O mal-estar, para usar um eufemismo,
com que o ser humano comum se põe frente ao mundo da política tem a ver
especificamente com a condição italiana ou é de algum modo inevitável?
Acredito que atualmente estamos frente a um fenômeno novo que vai além
do desencanto e da desconfiança recíproca entre os cidadãos e o poder e tem a
ver com o planeta inteiro. O que está acontecendo é uma transformação radical
das categorias com que estávamos acostumados a pensar a política. A nova ordem
do poder mundial funda-se sobre um modelo de governamentalidade que se define
como democrática, mas que nada tem a ver com o que este termo significava em
Atenas. E que este modelo seja, do ponto de vista do poder, mais econômico e
funcional é provado pelo fato de que foi adotado também por aqueles regimes que
até poucos anos atrás eram ditaduras. É mais simples manipular a opinião das
pessoas através da mídia e da televisão do que dever impor em cada oportunidade
as próprias decisões com a violência. As formas da política por nós conhecidas
– o Estado nacional, a soberania, a participação democrática, os partidos
políticos, o direito internacional – já chegaram ao fim da sua história. Elas
continuam vivas como formas vazias, mas a política tem hoje a forma de uma
“economia”, a saber, de um governo das coisas e dos seres humanos. A tarefa que
nos espera consiste, portanto, em pensar integralmente, de cabo a cabo, aquilo
que até agora havíamos definido com a expressão, de resto pouco clara em si
mesma, “vida política”.
O estado de exceção, que o senhor
vinculou ao conceito de soberania, hoje em dia parece assumir o caráter de
normalidade, mas os cidadãos ficam perdidos perante a incerteza na qual vivem
cotidianamente. É possível atenuar esta sensação?
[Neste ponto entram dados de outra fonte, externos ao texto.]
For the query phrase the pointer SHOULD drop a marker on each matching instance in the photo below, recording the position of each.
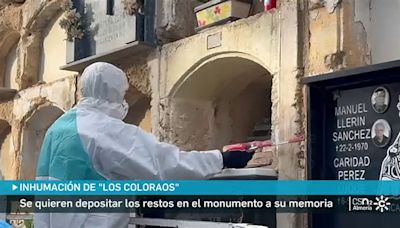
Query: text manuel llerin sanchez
(96, 186)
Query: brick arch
(8, 41)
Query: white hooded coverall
(91, 142)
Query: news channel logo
(380, 204)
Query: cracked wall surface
(188, 93)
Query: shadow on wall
(32, 138)
(221, 103)
(5, 143)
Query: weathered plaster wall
(216, 96)
(175, 20)
(11, 71)
(25, 135)
(385, 44)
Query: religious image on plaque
(390, 169)
(380, 100)
(381, 133)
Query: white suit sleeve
(123, 151)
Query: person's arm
(127, 152)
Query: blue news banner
(200, 196)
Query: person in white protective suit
(91, 142)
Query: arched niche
(32, 138)
(221, 102)
(139, 112)
(53, 52)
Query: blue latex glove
(4, 225)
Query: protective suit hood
(103, 87)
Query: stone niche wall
(221, 103)
(32, 138)
(6, 150)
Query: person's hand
(237, 159)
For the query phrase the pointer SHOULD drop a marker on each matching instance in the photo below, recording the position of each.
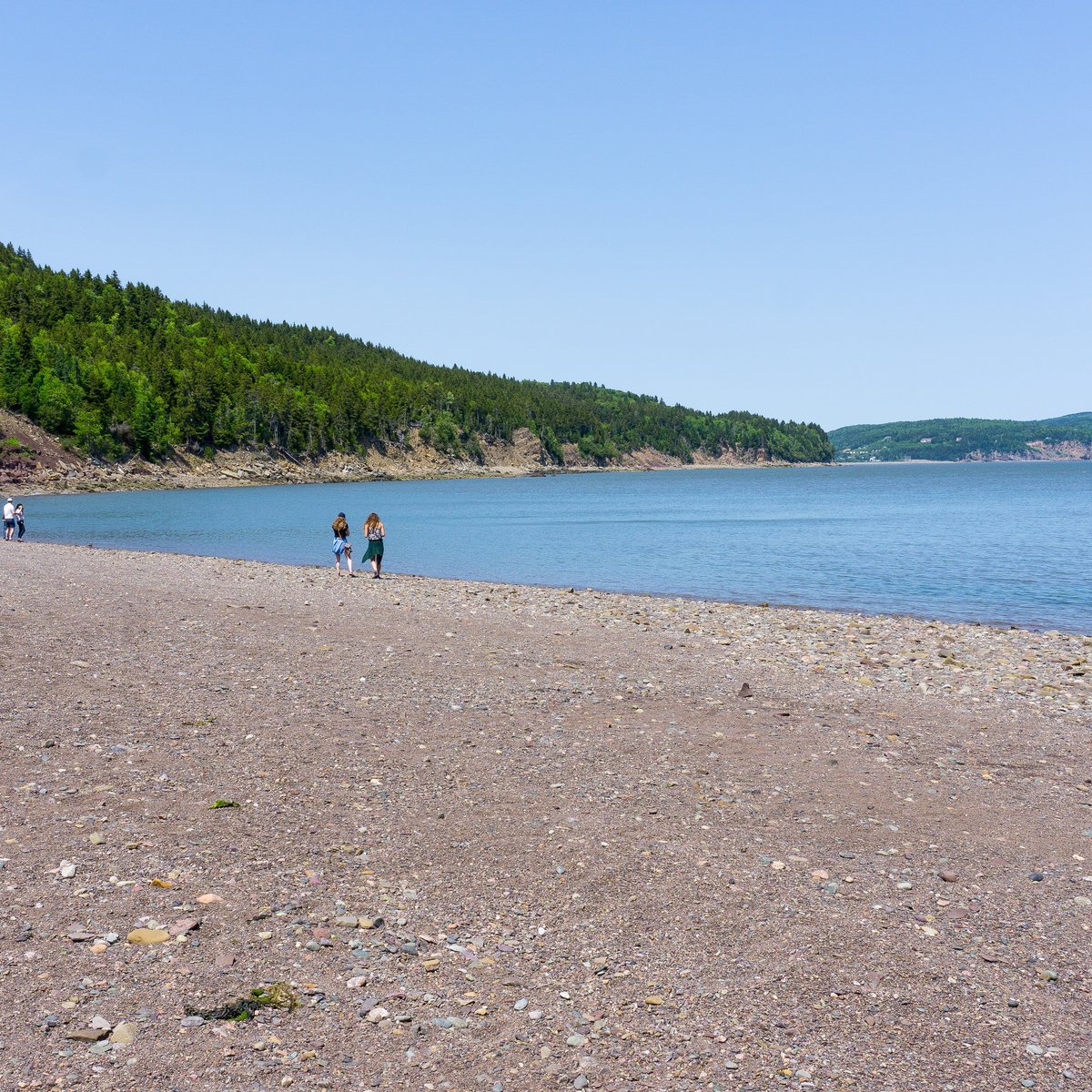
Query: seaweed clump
(278, 996)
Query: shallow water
(1004, 543)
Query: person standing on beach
(342, 546)
(375, 532)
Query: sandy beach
(516, 838)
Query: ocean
(997, 543)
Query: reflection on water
(1002, 543)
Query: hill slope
(117, 370)
(949, 440)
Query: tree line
(117, 369)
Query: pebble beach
(479, 836)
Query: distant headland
(966, 440)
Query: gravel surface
(500, 838)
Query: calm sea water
(1005, 543)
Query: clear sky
(840, 212)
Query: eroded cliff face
(1037, 451)
(1067, 449)
(32, 461)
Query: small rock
(87, 1035)
(147, 936)
(125, 1033)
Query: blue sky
(834, 212)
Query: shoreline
(147, 481)
(494, 834)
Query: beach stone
(147, 936)
(87, 1035)
(125, 1033)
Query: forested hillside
(949, 440)
(117, 369)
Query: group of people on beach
(14, 521)
(374, 531)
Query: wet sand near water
(524, 838)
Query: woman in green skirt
(375, 532)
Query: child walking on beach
(342, 546)
(375, 532)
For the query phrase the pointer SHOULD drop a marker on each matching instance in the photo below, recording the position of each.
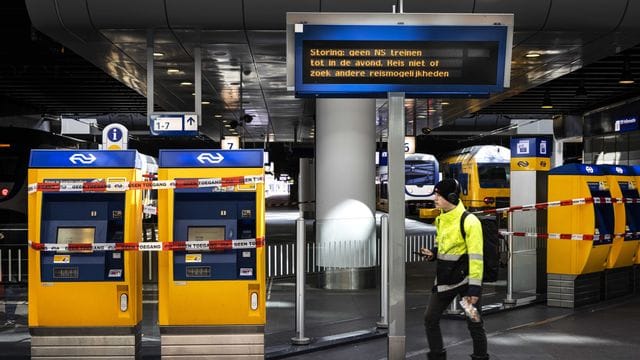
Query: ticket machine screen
(84, 235)
(202, 233)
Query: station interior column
(345, 192)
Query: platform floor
(608, 330)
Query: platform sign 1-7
(171, 124)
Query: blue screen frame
(496, 33)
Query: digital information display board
(372, 60)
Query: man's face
(440, 202)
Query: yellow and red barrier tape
(72, 185)
(206, 245)
(569, 202)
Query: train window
(418, 172)
(8, 167)
(493, 175)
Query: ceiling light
(627, 76)
(546, 101)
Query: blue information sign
(211, 158)
(372, 60)
(531, 147)
(115, 134)
(167, 124)
(84, 159)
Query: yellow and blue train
(483, 172)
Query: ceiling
(96, 62)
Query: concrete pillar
(345, 191)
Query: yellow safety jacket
(459, 259)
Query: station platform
(607, 330)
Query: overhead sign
(210, 158)
(530, 154)
(172, 124)
(115, 137)
(409, 144)
(230, 143)
(372, 60)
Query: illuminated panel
(372, 60)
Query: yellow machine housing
(84, 288)
(208, 288)
(575, 257)
(625, 246)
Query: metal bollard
(300, 339)
(510, 301)
(384, 272)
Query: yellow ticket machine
(85, 292)
(211, 286)
(580, 236)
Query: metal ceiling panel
(356, 6)
(632, 14)
(205, 14)
(585, 15)
(127, 14)
(439, 6)
(74, 15)
(271, 15)
(528, 15)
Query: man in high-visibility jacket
(458, 270)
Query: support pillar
(345, 192)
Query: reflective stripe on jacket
(452, 247)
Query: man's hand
(426, 252)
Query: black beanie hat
(447, 187)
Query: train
(15, 147)
(421, 175)
(483, 172)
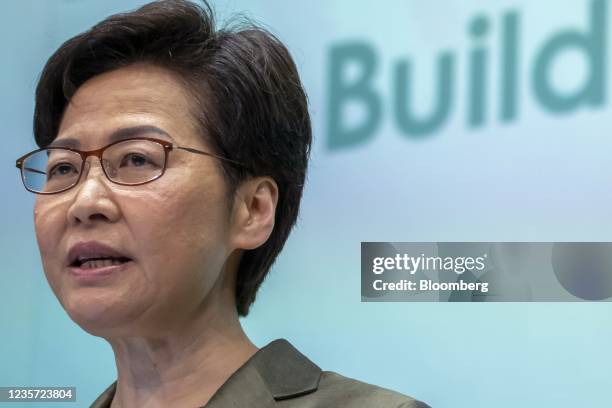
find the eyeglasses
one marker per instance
(128, 162)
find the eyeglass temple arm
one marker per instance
(189, 149)
(34, 170)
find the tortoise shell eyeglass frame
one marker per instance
(168, 146)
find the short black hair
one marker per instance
(250, 104)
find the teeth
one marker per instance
(100, 263)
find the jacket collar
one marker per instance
(275, 372)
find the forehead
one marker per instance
(137, 95)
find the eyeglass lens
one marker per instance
(128, 162)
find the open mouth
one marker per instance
(99, 262)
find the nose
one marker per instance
(93, 197)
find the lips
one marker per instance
(94, 255)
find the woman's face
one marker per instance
(174, 229)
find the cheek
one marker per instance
(50, 224)
(178, 230)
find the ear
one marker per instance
(253, 212)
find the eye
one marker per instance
(135, 160)
(62, 170)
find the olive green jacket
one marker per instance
(279, 376)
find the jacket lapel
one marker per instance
(275, 372)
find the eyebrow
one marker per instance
(119, 134)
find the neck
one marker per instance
(183, 368)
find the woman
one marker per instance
(170, 174)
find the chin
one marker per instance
(97, 315)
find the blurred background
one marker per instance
(433, 121)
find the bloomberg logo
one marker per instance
(359, 89)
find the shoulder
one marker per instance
(336, 390)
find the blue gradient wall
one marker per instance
(542, 175)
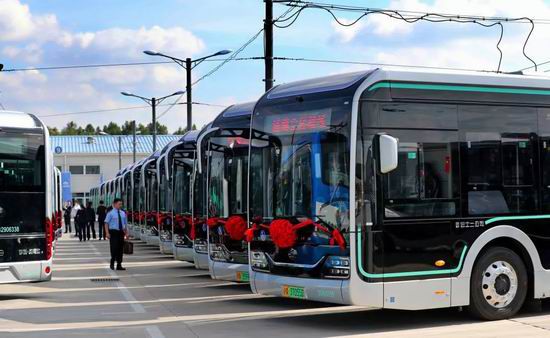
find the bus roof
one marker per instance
(14, 119)
(343, 81)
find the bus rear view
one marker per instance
(26, 231)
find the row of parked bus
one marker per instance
(30, 199)
(387, 188)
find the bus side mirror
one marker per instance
(388, 149)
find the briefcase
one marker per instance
(128, 248)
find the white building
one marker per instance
(93, 159)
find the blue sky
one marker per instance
(62, 32)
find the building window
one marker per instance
(76, 169)
(92, 170)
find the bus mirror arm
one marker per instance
(388, 153)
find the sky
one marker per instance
(43, 33)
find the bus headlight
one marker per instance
(165, 236)
(178, 240)
(201, 247)
(336, 267)
(218, 253)
(258, 260)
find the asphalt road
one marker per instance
(160, 297)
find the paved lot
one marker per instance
(161, 297)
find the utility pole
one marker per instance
(268, 41)
(119, 152)
(134, 140)
(154, 106)
(188, 68)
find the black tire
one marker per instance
(479, 306)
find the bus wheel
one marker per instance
(498, 285)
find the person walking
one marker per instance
(90, 217)
(67, 217)
(81, 221)
(101, 214)
(74, 211)
(116, 228)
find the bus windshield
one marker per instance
(22, 183)
(182, 185)
(299, 165)
(228, 169)
(22, 163)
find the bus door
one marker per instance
(420, 200)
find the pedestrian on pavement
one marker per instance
(81, 222)
(116, 228)
(74, 211)
(101, 214)
(90, 218)
(67, 217)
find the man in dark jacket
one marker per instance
(80, 221)
(101, 213)
(90, 220)
(67, 216)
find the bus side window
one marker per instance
(499, 162)
(424, 183)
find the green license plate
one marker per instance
(243, 276)
(294, 292)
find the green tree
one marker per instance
(53, 131)
(127, 128)
(112, 128)
(182, 130)
(89, 130)
(70, 129)
(161, 129)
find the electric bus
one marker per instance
(181, 159)
(438, 190)
(165, 197)
(200, 204)
(57, 215)
(226, 145)
(27, 199)
(138, 218)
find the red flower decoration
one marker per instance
(282, 233)
(236, 228)
(212, 222)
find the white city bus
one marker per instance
(403, 189)
(27, 199)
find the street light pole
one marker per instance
(188, 64)
(153, 102)
(154, 106)
(188, 68)
(119, 152)
(134, 140)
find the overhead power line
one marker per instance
(408, 17)
(125, 108)
(103, 65)
(231, 57)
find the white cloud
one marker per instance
(131, 43)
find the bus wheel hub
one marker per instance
(499, 284)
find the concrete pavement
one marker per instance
(160, 297)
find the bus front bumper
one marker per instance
(166, 247)
(200, 260)
(152, 240)
(229, 271)
(321, 290)
(34, 271)
(183, 253)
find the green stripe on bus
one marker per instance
(511, 218)
(458, 88)
(409, 273)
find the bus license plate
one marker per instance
(243, 276)
(294, 292)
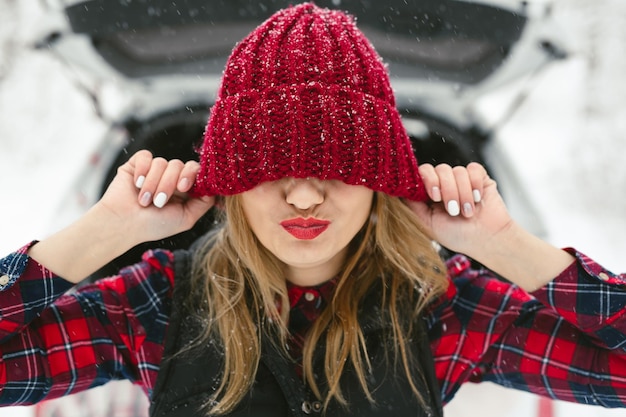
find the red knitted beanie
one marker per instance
(306, 95)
Vivemos há decênios num estado de exceção que se tornou regra,
exatamente assim como acontece na economia em que a crise se tornou a condição
normal. O estado de exceção – que deveria sempre ser limitado no tempo – é,
pelo contrário, o modelo normal de governo, e isso precisamente nos estados que
se dizem democráticos. Poucos sabem que as normas introduzidas, em matéria de
segurança, depois do 11 de setembro (na Itália já se havia começado a partir
dos anos de chumbo) são piores do que aquelas que vigoravam sob o fascismo. E
os crimes contra a humanidade cometidos durante o nazismo foram possibilitados
exatamente pelo fato de Hitler, logo depois que assumiu o poder, ter proclamado
um estado de exceção que nunca foi revogado. E certamente ele não dispunha das
possibilidades de controle (dados biométricos, videocâmeras, celulares, cartões
de crédito) próprias dos estados contemporâneos. Poder-se-ia afirmar hoje que o
Estado considera todo cidadão um terrorista virtual. Isso não pode senão piorar
e tornar impossível aquela participação na política que deveria definir a
democracia. Uma cidade cujas praças e cujas estradas são controladas por
videocâmeras não é mais um lugar público: é uma prisão.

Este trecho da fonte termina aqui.